I discovered several color helping sites that really gave me a lot of assistance in figuring out the color scheme, but it wasn’t until Brent stood behind me again, the unassuming brilliant designer that he is (but don’t tell him because he doesn’t know), and said, “Make the titles a deep red, not purple and not orange, but a rust base red. And then match the links to those colors.”
Through the use of the following color scheme sites, I was able to finally pick a good color scheme to set the links and heading colors.
We found a good red and I set the styles, so now I needed a good link hover color. Brent recommended that I turn “red into gold” which worked wonderfully for the links in my sidebar and throughout the document against the white background, but the
h3 heading for the title of the article sat in the background photograph and the gold color on the hover made the title disappear into the photograph. Not enough contrast. GRRRR.
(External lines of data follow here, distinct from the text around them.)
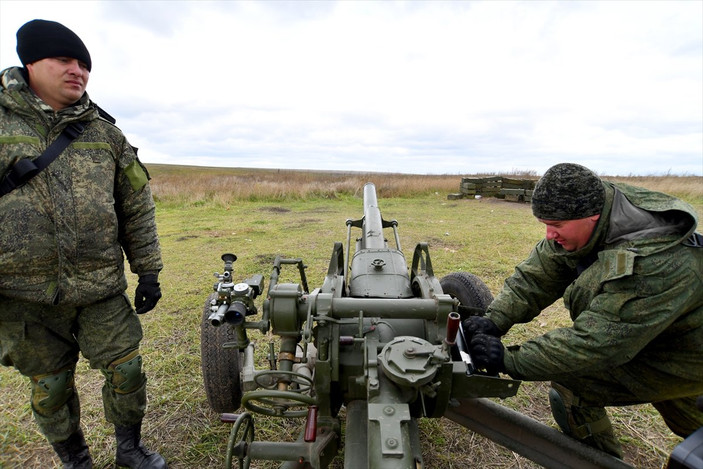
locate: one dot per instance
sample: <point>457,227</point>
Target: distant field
<point>257,214</point>
<point>194,184</point>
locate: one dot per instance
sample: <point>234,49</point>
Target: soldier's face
<point>58,81</point>
<point>572,235</point>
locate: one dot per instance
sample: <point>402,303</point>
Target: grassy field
<point>204,212</point>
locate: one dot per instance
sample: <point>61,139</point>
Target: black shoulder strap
<point>25,169</point>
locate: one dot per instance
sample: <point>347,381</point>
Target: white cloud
<point>440,87</point>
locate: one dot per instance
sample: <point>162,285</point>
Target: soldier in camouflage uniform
<point>64,232</point>
<point>629,267</point>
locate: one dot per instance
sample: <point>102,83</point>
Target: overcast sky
<point>414,87</point>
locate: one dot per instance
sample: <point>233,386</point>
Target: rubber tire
<point>468,289</point>
<point>220,366</point>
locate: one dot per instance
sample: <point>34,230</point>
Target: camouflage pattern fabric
<point>63,241</point>
<point>38,340</point>
<point>65,231</point>
<point>635,295</point>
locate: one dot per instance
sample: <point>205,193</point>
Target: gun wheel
<point>274,403</point>
<point>241,436</point>
<point>220,365</point>
<point>468,289</point>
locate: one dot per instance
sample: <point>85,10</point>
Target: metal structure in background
<point>382,340</point>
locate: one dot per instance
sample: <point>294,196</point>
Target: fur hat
<point>568,191</point>
<point>40,39</point>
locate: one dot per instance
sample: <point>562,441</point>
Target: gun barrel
<point>373,222</point>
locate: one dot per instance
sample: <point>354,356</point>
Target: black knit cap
<point>568,191</point>
<point>40,39</point>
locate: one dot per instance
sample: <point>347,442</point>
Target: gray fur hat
<point>568,191</point>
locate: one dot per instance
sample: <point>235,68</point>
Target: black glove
<point>487,353</point>
<point>480,325</point>
<point>147,294</point>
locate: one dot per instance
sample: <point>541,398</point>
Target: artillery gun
<point>381,340</point>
We hit the color schemes again and finally found a lighter red color that worked wonderfully as a slight contrast shift for the link hover. The rest of the links will feature the gold hover color.
We decided to keep the “earthy” tones and set the sidebar titles and “box” lines in a rich green color, which adds to the fall, natural colors throughout. I love it.
Step-by-step, this WordPress Theme and site is coming together.
Moving On To the Structure
Well, I can finally “see” my new WordPress test site. It isn’t as pretty as I want, but it is getting there. Now that the core stuff is there, it’s time to attack the HTML, PHP, and structure of the site again and really pull all of this together to be the site look and feel that I want.